Postmortem Analysis of Dolutegravir, Tenofovir, Lamivudine, and Efavirenz Penetration in Multiple Central Nervous System Compartments

Abstract

Background: Central nervous system (CNS) compartmentalization provides opportunity for human immunodeficiency virus (HIV) persistence and resistance development. Differences between cerebrospinal fluid (CSF) and cerebral matter regarding HIV persistence are well described. However, CSF is often used as surrogate for CNS drug exposure, and knowledge from solid brain tissue is rare.

Methods: Dolutegravir, tenofovir, lamivudine, and efavirenz concentrations were measured across 13 CNS regions plus plasma in samples collected during autopsy in 49 Ugandan decedents. Median time from death to autopsy was 8 hours (interquartile range, 5-15 hours). To evaluate postmortem redistribution, a time course study was performed in a mouse model.

Results: Regions with the highest penetration ratios were choroid plexus/arachnoid (dolutegravir and tenofovir), CSF (lamivudine), and cervical spinal cord/meninges (efavirenz); the lowest were corpus callosum (dolutegravir and tenofovir), frontal lobe (lamivudine), and parietal lobe (efavirenz). On average, brain concentrations were 84%, 87%, and 76% of CSF for dolutegravir, tenofovir, and lamivudine, respectively. Postmortem redistribution was observed in the mouse model, with tenofovir and lamivudine concentration increased by 350% and efavirenz concentration decreased by 24% at 24 hours postmortem.

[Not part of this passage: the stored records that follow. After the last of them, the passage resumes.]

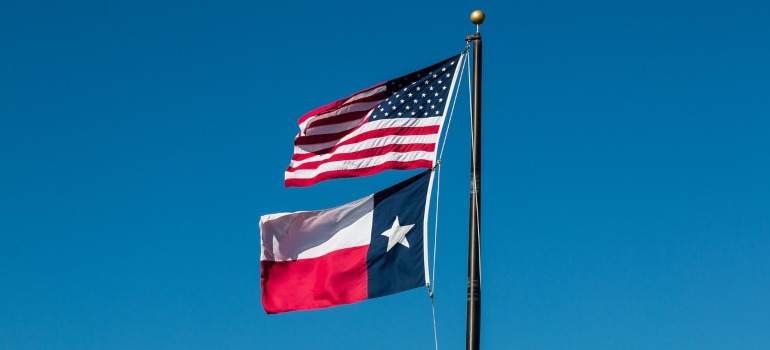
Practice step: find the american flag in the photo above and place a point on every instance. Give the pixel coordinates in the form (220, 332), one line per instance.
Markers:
(392, 125)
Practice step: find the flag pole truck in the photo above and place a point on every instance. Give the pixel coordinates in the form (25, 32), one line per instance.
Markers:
(474, 265)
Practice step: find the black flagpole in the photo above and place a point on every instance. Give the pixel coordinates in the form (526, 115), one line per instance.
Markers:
(474, 263)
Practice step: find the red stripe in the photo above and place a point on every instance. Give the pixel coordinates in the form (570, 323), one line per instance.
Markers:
(338, 174)
(366, 153)
(342, 118)
(337, 278)
(382, 132)
(338, 104)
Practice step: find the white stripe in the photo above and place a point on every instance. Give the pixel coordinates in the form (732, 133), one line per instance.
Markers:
(311, 234)
(360, 163)
(372, 125)
(353, 98)
(370, 143)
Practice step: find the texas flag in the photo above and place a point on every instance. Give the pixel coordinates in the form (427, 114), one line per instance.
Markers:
(369, 248)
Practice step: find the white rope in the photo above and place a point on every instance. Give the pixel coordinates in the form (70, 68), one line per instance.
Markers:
(432, 285)
(452, 110)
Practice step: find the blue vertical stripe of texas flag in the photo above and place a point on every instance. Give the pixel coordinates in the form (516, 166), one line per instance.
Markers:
(401, 268)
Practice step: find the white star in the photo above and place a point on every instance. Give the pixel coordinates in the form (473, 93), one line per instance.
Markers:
(397, 234)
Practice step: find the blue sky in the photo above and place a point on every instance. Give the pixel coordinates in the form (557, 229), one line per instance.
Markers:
(626, 199)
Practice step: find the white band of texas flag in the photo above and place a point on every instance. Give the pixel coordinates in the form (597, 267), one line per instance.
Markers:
(368, 248)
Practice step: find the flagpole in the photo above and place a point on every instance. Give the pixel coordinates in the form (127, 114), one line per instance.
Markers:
(474, 260)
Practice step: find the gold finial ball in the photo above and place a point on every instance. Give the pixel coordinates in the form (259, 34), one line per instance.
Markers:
(477, 17)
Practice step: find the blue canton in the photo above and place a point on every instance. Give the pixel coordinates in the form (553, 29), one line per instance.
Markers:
(420, 94)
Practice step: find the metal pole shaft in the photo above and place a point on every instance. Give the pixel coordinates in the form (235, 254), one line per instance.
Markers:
(474, 264)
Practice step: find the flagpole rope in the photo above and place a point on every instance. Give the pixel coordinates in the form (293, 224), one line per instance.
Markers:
(437, 168)
(473, 183)
(452, 110)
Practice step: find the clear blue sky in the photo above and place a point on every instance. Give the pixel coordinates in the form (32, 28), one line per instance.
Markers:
(626, 174)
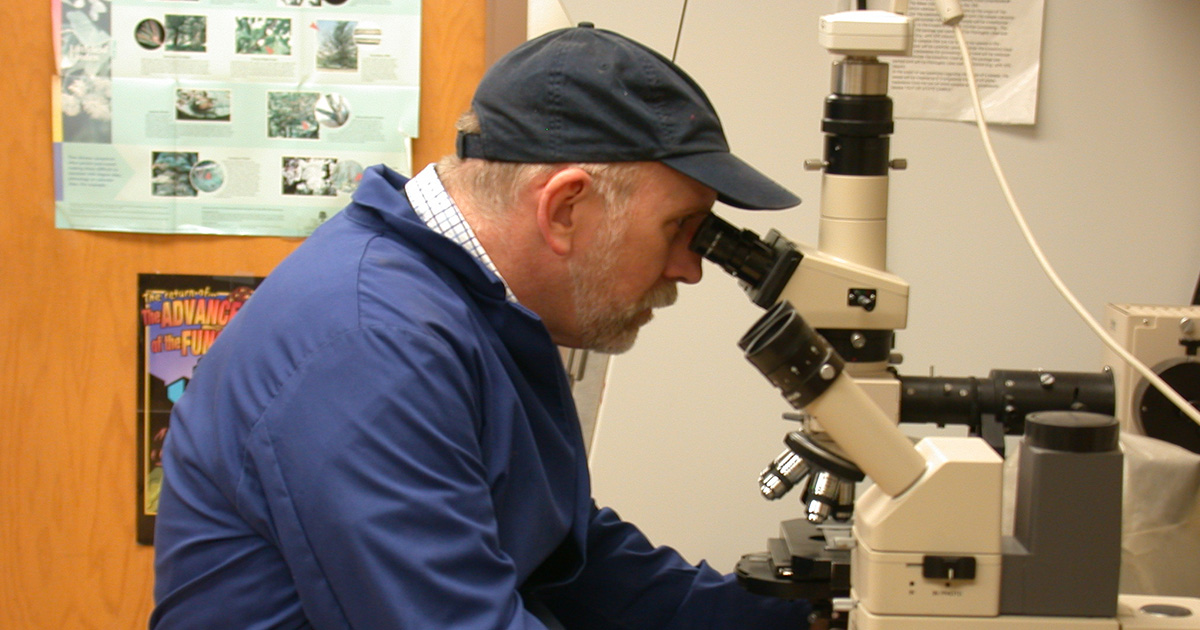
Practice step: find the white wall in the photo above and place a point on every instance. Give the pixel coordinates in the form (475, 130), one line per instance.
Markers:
(1108, 178)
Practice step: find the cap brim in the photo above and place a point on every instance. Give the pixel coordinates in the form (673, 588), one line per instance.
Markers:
(736, 183)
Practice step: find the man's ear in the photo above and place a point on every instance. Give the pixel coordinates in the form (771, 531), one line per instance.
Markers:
(559, 211)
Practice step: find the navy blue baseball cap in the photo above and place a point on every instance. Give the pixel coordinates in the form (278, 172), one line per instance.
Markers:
(591, 95)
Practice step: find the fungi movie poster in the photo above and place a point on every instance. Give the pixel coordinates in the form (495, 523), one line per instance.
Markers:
(179, 317)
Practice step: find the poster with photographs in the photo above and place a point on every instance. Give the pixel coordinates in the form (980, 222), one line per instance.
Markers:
(208, 117)
(179, 317)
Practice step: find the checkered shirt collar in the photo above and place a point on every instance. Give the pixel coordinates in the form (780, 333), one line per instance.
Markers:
(432, 203)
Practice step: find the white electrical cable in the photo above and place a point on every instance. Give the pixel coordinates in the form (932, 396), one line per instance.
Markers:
(1171, 395)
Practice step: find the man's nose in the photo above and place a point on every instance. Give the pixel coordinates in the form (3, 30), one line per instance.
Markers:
(684, 264)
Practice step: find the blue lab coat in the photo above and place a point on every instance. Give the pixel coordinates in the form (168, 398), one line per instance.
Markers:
(379, 439)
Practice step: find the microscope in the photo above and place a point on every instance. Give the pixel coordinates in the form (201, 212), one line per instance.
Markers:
(923, 546)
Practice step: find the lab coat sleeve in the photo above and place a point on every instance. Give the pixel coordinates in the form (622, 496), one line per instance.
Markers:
(377, 491)
(628, 583)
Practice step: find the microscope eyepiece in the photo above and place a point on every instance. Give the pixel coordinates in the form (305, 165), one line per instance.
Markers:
(741, 253)
(792, 355)
(763, 265)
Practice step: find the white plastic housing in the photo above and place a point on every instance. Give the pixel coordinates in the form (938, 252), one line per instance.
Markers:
(820, 289)
(865, 34)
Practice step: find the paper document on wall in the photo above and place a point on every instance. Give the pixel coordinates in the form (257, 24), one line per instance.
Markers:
(1005, 37)
(228, 117)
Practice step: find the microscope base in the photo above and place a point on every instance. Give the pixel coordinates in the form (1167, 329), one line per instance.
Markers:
(1134, 612)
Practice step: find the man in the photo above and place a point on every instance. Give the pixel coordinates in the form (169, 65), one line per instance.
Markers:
(384, 436)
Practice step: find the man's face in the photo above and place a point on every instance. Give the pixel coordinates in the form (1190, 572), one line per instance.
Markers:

Conclusions: Analysis of postmortem tissue provides a unique opportunity to investigate CNS antiretroviral penetration. Regional differences were observed paving the way to identify mechanisms of viral compartmentalization and/or neurotoxicity.

Keywords: HIV; antiretroviral; central nervous system; penetration; postmortem analysis.

Figure 1.

Antiretroviral concentrations across brain regions. Boxplots of concentrations of dolutegravir, tenofovir, lamivudine, and efavirenz in plasma and brain regions. The lower and upper hinges of the box correspond to the first and third quartiles (the 25th and 75th percentiles). The upper whisker extends from the hinge to the largest value no further than 1.5 * IQR from the hinge. The lower whisker extends from the hinge to the smallest value at most 1.5 * IQR of the hinge. Boxes of solid brain tissues are ranked by medians from greatest to smallest (except for CSF and composite brain). Red dashed lines in the box plots of the brain concentration represent the lower and upper boundary of in vitro EC₅₀ (dolutegravir, 0.008–0.90 ng/mL; tenofovir, 11.5–2439.5 ng/mL; lamivudine, 0.69–3450 ng/mL) or EC_90–95 (efavirenz 0.537–7.9 ng/mL). The asterisks indicate significant results from the pairwise paired t tests: *P < .05, **P < .01, ***P < .001. To optimize space, the significances are arranged to show the least number of contrast lines, and the arrows are pointing at the smaller region in the contrast pairs. Abbreviations: CSF, cerebrospinal fluid; EC₅₀, 50% maximum effective concentration; EC_90–95, 90%–95% maximum effective concentration.

Figure 2.

Concentrations of tenofovir, lamivudine, and efavirenz in mice brain over time postmortem. Numbers (folds) above the concentrations are ratios between median concentration at a certain postmortem time and median concentration at time of death (0 hour), in replicates of 6 mice at each time point. The upper and lower error bars correspond to + and - standard error.